Economia brasileira: recuperação em formato de raiz quadrada (por Flavio Fligenspan)

Imagem: Pixabay
Imagem: Pixabay

Flavio Fligenspan (*)

As estatísticas mais recentes da conjuntura econômica nacional entusiasmaram diversos analistas com algumas surpresas consideradas positivas, como a recuperação além da esperada do mercado de trabalho, em que pese a grande proporção de novas vagas criadas na informalidade – e com rendimentos baixos – e o grande número de trabalhadores classificados como subutilizados.
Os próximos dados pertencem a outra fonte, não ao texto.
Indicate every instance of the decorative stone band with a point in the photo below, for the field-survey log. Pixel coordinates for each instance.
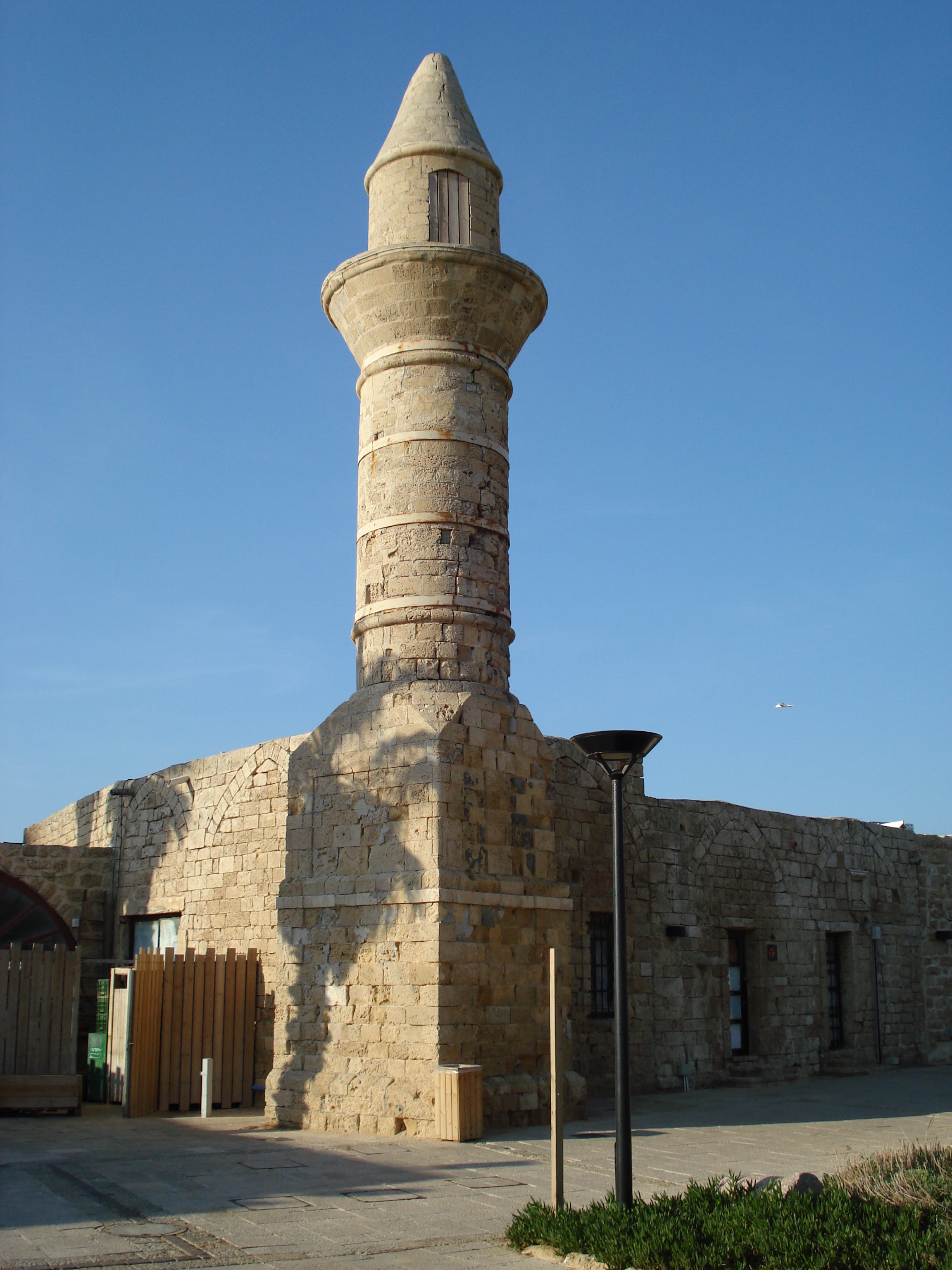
(432, 148)
(429, 352)
(427, 896)
(479, 611)
(370, 318)
(397, 439)
(389, 523)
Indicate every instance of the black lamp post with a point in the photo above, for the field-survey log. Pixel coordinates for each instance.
(617, 752)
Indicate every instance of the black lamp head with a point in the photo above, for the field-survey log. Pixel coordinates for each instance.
(616, 751)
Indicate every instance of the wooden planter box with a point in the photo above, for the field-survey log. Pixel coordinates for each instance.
(459, 1103)
(41, 1093)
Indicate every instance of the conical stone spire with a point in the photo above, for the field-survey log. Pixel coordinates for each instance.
(435, 119)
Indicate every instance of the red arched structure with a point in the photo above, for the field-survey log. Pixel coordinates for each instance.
(27, 919)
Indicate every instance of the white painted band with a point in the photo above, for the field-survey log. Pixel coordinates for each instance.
(389, 523)
(431, 346)
(427, 896)
(470, 439)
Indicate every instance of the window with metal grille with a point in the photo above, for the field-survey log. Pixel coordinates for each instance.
(834, 992)
(602, 966)
(738, 980)
(450, 208)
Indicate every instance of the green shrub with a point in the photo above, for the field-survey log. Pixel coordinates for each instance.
(710, 1229)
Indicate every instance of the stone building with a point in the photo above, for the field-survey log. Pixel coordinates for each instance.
(404, 868)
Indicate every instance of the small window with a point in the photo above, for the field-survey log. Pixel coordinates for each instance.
(155, 933)
(738, 981)
(450, 208)
(834, 991)
(602, 967)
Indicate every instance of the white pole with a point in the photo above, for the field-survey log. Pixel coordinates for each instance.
(557, 1090)
(206, 1086)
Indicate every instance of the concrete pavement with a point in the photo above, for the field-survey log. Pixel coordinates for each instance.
(82, 1193)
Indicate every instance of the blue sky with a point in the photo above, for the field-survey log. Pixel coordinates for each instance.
(730, 440)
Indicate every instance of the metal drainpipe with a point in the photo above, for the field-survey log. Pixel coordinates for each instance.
(122, 792)
(876, 998)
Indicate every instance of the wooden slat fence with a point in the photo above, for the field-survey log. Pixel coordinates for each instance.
(188, 1007)
(38, 1011)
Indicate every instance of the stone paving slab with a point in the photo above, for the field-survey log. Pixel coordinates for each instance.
(239, 1193)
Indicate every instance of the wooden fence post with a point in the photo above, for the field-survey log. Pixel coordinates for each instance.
(557, 1070)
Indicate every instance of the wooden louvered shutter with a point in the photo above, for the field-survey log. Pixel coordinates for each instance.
(450, 208)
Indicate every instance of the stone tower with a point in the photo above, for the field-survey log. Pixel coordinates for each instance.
(435, 315)
(417, 901)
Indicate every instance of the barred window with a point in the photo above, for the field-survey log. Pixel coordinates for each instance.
(834, 992)
(602, 967)
(450, 208)
(738, 982)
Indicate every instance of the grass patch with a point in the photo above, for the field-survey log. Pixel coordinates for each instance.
(888, 1212)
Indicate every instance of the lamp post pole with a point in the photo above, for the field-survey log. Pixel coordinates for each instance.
(622, 1094)
(617, 752)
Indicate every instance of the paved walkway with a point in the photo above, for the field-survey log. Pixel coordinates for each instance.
(181, 1192)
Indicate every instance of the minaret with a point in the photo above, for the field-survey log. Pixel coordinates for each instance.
(435, 315)
(419, 892)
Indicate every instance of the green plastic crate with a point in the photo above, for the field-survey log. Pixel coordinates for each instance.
(95, 1069)
(102, 1005)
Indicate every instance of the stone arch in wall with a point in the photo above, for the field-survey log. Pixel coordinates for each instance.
(744, 822)
(851, 835)
(269, 752)
(29, 917)
(149, 832)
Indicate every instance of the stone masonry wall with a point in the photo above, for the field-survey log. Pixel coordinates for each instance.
(935, 879)
(204, 840)
(400, 209)
(780, 879)
(61, 874)
(414, 916)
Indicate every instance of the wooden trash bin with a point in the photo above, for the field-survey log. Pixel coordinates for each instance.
(459, 1103)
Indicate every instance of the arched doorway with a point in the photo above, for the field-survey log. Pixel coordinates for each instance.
(27, 919)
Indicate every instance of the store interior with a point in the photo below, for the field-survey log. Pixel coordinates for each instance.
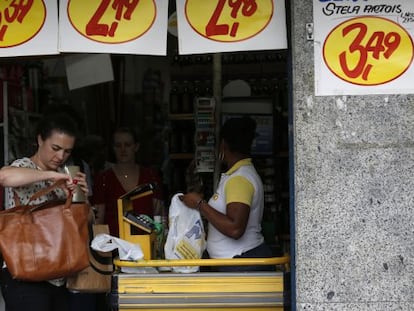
(172, 102)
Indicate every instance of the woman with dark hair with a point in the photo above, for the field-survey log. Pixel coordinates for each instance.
(123, 176)
(234, 212)
(56, 135)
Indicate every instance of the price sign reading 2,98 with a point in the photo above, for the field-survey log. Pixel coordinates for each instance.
(112, 21)
(368, 50)
(20, 21)
(228, 20)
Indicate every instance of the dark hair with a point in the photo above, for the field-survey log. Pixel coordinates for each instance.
(58, 122)
(239, 134)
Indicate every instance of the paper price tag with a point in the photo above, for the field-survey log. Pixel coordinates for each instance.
(112, 21)
(20, 21)
(368, 50)
(228, 20)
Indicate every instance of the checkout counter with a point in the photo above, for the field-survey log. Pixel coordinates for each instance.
(201, 291)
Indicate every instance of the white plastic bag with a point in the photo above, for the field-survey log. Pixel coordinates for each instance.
(186, 237)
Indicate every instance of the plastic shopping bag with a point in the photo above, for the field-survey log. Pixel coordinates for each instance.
(127, 251)
(186, 237)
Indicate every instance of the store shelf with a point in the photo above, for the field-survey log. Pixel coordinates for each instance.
(181, 156)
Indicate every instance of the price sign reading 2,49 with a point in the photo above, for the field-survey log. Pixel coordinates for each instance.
(368, 50)
(112, 21)
(228, 20)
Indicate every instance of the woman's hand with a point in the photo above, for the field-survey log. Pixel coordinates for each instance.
(80, 180)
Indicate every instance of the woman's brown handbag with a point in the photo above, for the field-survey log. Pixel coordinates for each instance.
(97, 277)
(46, 241)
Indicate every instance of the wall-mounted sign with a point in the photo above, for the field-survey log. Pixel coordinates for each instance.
(111, 26)
(363, 47)
(230, 25)
(28, 28)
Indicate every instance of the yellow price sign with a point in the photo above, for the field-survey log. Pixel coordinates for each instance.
(368, 50)
(20, 21)
(112, 21)
(228, 20)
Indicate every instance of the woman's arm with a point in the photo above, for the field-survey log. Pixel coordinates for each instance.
(99, 213)
(11, 176)
(233, 224)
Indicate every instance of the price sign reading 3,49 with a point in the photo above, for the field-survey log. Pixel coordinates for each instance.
(112, 21)
(368, 51)
(228, 20)
(20, 21)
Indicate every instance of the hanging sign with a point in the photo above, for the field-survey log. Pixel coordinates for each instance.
(363, 47)
(112, 26)
(231, 25)
(28, 28)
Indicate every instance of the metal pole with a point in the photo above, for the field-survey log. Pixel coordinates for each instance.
(217, 93)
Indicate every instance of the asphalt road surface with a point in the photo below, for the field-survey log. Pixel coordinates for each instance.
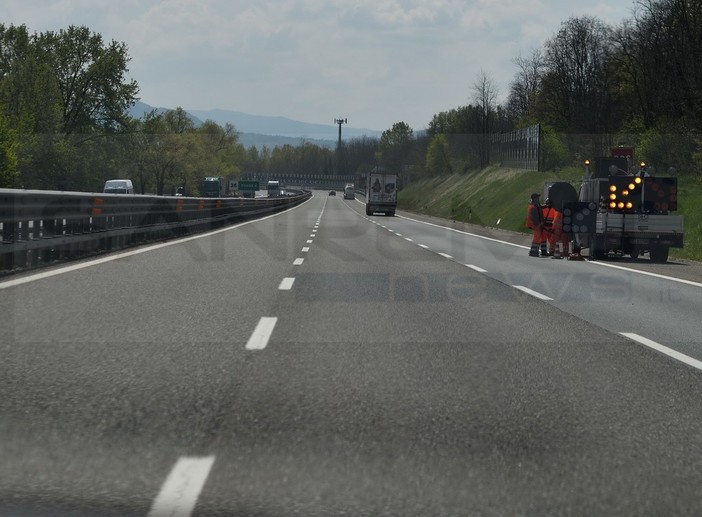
(320, 362)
A discussão sobre tais surpresas positivas, que já vem ocorrendo desde o início do ano, chegou até mesmo a provocar a alteração das projeções de crescimento para 2022; no primeiro bimestre se pensava em algo entre 0,5% e 1% para o crescimento do PIB e agora algumas instituições chegam a projetar 2,5%. É interessante observar que todos que aumentaram suas expectativas para o crescimento deste ano fizeram, simultaneamente, uma redução de projeções para 2023, demonstrando o quanto não acreditam na sustentação de um ambiente de crescimento. Ou seja, os fatores de estímulo atuais, muito ligados à tentativa de Bolsonaro melhorar seus índices eleitorais, não se manterão no ano que vem, e até pelo contrário, tendem a ser revertidos, funcionando como estímulos negativos. Além disso, as taxas de juros elevadas e seus efeitos negativos na economia devem permanecer em 2023, e com muita força.

Sem querer negar a efetiva melhora de alguns indicadores, é importante não perder de vista que a tal melhora não pode ser generalizada. Pelo contrário, a análise da evolução da Indústria de transformação, do Comércio varejista (na versão “ampliado”, que engloba Veículos e Material de construção) e dos Serviços passa muito mais uma ideia de estabilidade no último um ano e meio do que outra coisa. E se alongarmos o período de análise para o início de 2020, tomando como ponto de partida os meses de pré pandemia, o que se vê na análise gráfica é uma recuperação em formato de raiz quadrada, isto é, uma queda abrupta principalmente em março e abril de 2020, seguida de uma recuperação mais lenta – num intervalo de seis a oito meses – e uma longa estabilidade desde o início de 2021. Esta mesma conclusão sobre a forma da recuperação, inclusive com um título semelhante, já havia sido referida numa coluna de agosto do ano passado, agora confirmada com um maior número de informações.  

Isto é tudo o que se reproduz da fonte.